WDR4-mediate tRNA m7G modification to promote mitophagy and browning of white adipose tissue for ameliorating obesity in male mice

Objective: Brown adipose tissue activation is a potential anti-obesity strategy. N⁷-methylguanosine (m⁷G) modification is a novel RNA epigenetic modification, but its role in adipose metabolism remains unexplored.

Methods: Male mice were fed a high-fat diet (HFD), followed by PCR array screening. Gain-of-function experiments and TRAC-seq were employed to explore WDR4 function.

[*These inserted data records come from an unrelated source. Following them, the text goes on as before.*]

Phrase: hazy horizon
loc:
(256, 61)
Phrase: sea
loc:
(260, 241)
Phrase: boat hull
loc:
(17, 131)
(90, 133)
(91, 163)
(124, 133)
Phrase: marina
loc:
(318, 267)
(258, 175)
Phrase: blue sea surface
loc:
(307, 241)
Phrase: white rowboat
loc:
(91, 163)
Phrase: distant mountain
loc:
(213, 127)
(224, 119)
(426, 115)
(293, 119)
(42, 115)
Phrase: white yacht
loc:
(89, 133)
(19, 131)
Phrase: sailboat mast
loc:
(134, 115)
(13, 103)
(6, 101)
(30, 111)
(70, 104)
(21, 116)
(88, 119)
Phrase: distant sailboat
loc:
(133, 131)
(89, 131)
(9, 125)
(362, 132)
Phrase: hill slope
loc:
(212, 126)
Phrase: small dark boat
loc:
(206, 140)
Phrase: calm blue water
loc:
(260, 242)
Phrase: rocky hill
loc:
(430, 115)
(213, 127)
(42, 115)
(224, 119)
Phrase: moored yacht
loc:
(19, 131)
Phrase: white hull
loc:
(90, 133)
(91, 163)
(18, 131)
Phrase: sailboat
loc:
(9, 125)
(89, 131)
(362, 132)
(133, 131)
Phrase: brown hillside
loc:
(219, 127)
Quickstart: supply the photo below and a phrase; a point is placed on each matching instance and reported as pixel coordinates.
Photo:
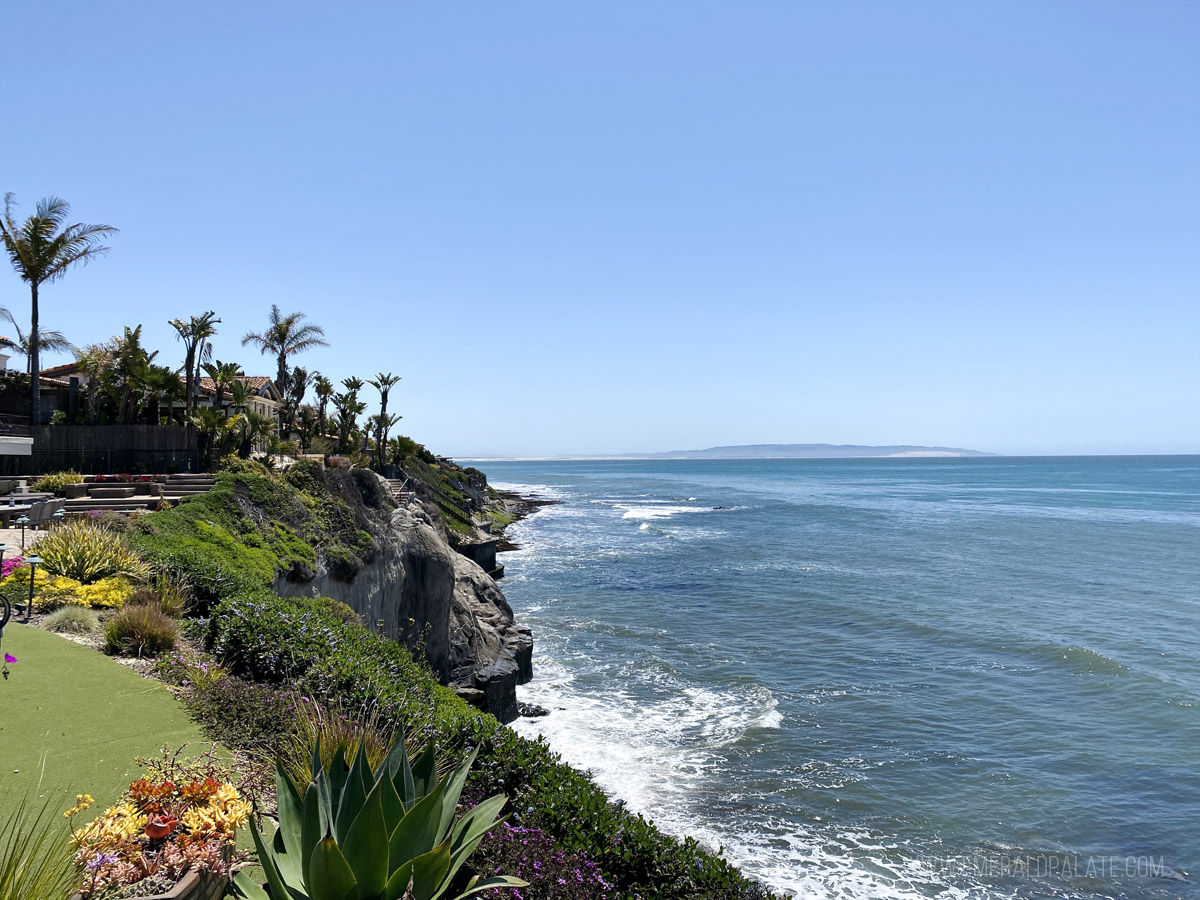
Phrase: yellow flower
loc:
(83, 801)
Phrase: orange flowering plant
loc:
(181, 816)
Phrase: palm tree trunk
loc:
(35, 409)
(189, 364)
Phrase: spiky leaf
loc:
(425, 874)
(331, 875)
(366, 845)
(496, 881)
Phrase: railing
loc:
(15, 425)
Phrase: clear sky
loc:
(648, 225)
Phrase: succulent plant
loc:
(363, 834)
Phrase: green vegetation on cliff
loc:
(255, 525)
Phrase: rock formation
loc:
(418, 591)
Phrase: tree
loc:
(127, 373)
(161, 383)
(285, 336)
(94, 361)
(223, 376)
(195, 333)
(306, 421)
(324, 389)
(298, 385)
(252, 429)
(215, 433)
(383, 383)
(53, 341)
(381, 424)
(41, 250)
(349, 408)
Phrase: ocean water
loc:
(881, 678)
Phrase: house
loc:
(264, 396)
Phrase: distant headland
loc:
(779, 451)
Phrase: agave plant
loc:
(363, 834)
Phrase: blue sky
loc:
(603, 227)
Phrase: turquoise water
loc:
(910, 678)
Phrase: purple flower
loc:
(101, 859)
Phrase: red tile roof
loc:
(255, 383)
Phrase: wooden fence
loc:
(109, 450)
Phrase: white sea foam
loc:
(657, 511)
(664, 756)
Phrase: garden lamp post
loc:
(33, 574)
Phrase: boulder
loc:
(418, 591)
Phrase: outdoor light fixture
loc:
(33, 574)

Result: A Mouse Epigenetic Modification Enzymes PCR Array revealed that WDR4 expression showed the most pronounced downregulation in HFD mice. Overexpression of WDR4 in 3T3-L1 cells and primary adipocytes significantly increased UCP1 expression and suppressed lipid droplet formation, and enhanced Mitophagy as evidenced by mitochondrial ultrastructure, autophagic vesicles, and LC3 expression. Suppression of Mitophagy using 3-MA and bafilomycin A1 attenuated WDR4-induced adipocyte browning. WDR4 overexpression enhanced translational activity and reshaped the tRNA m⁷G methylome in 3T3-L1 adipocytes, specifically induced 38 unique tRNA m⁷G modification sites, and increasing cleavage scores of multiple tRNAs. GSE229240 dataset revealed that WDR4 mutation significantly reduced translation efficiency of 195 genes enriched in the TGF-β signalling , including BMP8B. Knockdown of BMP8B partially counteracted WDR4-mediated Mitophagy.

Conclusion: WDR4 promotes adipocyte browning by enhancing BMP8B translation through tRNA m⁷G modification, revealing a novel m⁷G epitranscriptomic mechanism with therapeutic potential for obesity.

Obesity; WDR4; brown adipose tissue; mitophagy; tRNA m7G modification.